Brothers in Arms is a game with a tactic. And that tactic is this: you can suppress the enemy with one lot of soldiers, then flank around and finish them with another. This is initially quite satisfying – and it’s a nice change from run ’n’ gun titles like Call of Duty – but notice how we didn’t say tactics, plural? That’s because there is only the one. The game revels in its single tactic like a dog with a bone, seemingly oblivious to the fact that flanking can’t solve everything.
You’ll be doing a lot of flanking and remote waggling in Brothers in Arms: Double Time, which marks the series’ first appearance on Wii. It’s two games in one, as the box proudly boasts. Well, sort of. The games are almost identical – that is, WWII shooters featuring a bit of squad management, no multiplayer, and a lot of boring ‘war is hell’ talk. These ports of Road to Hill 30 and Earned in Blood aren’t as needlessly fiddly as you’d expect. Motion controls, on the whole, are quite good; gimmicky gestures are thankfully restricted, and usually quite easy to pull off.
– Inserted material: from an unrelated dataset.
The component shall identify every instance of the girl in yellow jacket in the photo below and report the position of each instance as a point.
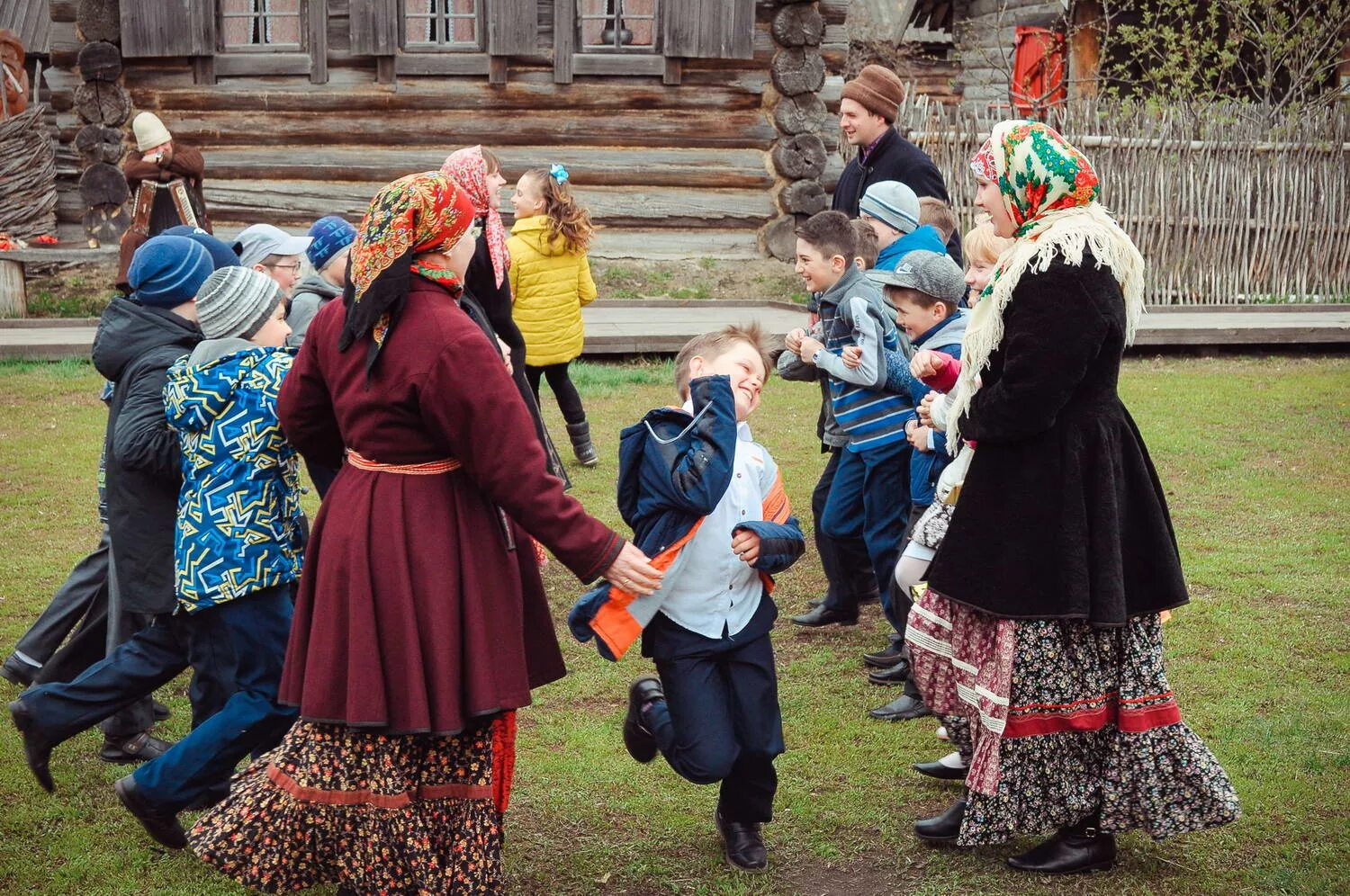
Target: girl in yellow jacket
(550, 278)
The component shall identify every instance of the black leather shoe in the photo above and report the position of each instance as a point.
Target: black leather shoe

The world itself is atmospheric, if a little muddy and homogenous – we’re now sick to the back teeth of French countryside, and never want to return. It’s a world clumsily realised, however. Enemies don’t know how to react, with the typical response to a hail of gunfire being to stand perfectly still as it rains down on them. Battles are painfully formulated, taking any element of choice out of proceedings, while cover couldn’t be more obvious if it was glowing, neon and on fire.
Don’t be fooled by this double package – it’s one great idea spread across two mediocre games. While the other consoles enjoy Hell’s Highway, the latest addition to the series, the Wii’s been tossed two lazy ports of its prequels instead. We wouldn’t give this twinset the Double Time of day.